Personal information
- Born: July 1, 1923 Pinckneyville, Illinois, U.S.
- Died: September 12, 2000 (aged 77) Destrehan, Louisiana, U.S.
- Listed height: 6 ft 3 in (1.91 m)
- Listed weight: 235 lb (107 kg)

Career information
- High school: Pinckneyville
- College: LSU (1946-1947)
- NFL draft: 1947: 17th round, 142nd overall pick

Career history
- Pittsburgh Steelers (1948);

Career NFL statistics
- Games played: 12
- Games started: 1
- Fumble recoveries: 1
- Stats at Pro Football Reference

= Hubert Shurtz =

American football player (1923–2000)

Hubert Dean Shurtz (July 1, 1923 – September 12, 2000) was an American professional football player who played tackle in the National Football League (NFL) for one season with the Pittsburgh Steelers.

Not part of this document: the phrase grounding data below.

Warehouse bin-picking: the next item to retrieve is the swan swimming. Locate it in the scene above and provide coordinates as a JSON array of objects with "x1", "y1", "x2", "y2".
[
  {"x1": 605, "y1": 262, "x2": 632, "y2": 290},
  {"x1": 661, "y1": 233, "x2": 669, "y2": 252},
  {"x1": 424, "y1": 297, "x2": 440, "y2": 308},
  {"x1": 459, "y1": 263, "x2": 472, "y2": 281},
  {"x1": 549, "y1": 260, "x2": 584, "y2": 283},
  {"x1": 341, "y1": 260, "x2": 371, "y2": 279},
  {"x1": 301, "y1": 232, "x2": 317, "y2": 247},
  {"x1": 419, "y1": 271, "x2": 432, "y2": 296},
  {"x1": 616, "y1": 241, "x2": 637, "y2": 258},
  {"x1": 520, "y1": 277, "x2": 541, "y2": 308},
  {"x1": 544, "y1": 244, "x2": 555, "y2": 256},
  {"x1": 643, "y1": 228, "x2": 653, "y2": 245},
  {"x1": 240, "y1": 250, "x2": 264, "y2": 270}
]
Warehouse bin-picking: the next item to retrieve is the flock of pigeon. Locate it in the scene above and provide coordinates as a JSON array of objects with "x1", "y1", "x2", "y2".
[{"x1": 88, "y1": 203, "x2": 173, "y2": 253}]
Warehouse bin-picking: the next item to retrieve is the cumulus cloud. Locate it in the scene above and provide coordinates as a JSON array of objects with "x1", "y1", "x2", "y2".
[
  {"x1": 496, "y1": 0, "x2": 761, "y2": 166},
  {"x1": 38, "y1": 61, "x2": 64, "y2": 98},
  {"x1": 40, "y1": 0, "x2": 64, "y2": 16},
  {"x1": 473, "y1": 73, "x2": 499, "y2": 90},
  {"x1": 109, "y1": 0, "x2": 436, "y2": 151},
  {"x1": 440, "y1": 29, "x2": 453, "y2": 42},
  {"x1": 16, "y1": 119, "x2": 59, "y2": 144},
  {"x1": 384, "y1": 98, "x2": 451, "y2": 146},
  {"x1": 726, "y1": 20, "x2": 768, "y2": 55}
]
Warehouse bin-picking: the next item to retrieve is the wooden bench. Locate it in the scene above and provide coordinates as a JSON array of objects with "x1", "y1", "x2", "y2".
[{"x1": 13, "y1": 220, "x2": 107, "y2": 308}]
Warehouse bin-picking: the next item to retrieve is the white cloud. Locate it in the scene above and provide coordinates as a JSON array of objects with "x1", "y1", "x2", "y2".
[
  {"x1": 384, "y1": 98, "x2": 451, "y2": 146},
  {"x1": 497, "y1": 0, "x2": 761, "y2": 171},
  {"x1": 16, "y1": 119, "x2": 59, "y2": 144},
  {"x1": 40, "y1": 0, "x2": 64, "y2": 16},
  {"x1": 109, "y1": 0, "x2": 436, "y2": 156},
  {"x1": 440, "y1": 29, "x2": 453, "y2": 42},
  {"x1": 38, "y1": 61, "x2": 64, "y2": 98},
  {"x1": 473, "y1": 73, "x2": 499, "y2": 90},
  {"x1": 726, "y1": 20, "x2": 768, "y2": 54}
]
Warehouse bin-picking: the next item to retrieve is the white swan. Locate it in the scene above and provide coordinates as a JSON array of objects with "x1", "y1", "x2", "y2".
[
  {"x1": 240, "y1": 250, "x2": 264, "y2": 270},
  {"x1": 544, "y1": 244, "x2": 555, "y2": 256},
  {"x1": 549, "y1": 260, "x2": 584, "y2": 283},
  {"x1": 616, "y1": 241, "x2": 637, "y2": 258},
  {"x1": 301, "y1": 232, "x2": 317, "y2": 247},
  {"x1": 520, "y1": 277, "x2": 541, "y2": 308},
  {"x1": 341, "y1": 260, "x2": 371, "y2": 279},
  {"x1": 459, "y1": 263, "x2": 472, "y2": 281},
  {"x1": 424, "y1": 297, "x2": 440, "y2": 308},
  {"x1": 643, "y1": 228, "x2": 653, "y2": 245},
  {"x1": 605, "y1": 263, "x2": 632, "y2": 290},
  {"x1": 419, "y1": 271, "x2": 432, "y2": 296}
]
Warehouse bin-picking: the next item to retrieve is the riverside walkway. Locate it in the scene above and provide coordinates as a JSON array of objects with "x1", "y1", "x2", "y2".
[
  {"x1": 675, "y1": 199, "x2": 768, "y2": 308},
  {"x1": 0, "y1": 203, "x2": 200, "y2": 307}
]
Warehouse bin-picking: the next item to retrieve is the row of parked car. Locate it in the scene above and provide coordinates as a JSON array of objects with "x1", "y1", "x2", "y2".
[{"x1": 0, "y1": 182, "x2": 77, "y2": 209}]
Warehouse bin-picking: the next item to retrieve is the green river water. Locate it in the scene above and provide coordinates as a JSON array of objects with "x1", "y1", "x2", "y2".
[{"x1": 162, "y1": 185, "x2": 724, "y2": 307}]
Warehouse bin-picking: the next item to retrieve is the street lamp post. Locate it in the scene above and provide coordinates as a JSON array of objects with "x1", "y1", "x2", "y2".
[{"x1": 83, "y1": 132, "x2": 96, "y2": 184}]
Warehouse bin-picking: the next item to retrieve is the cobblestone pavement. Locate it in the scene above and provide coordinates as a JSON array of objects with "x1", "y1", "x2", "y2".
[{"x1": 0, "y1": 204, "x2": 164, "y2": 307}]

He was drafted by the Philadelphia Eagles in the 17th round of the 1947 NFL draft but did not play for the team. He attended Louisiana State University, where he played college football for the LSU Tigers football team. Shurtz played in 12 games for the Steelers in 1948, starting in one of them, and he had one fumble recovery.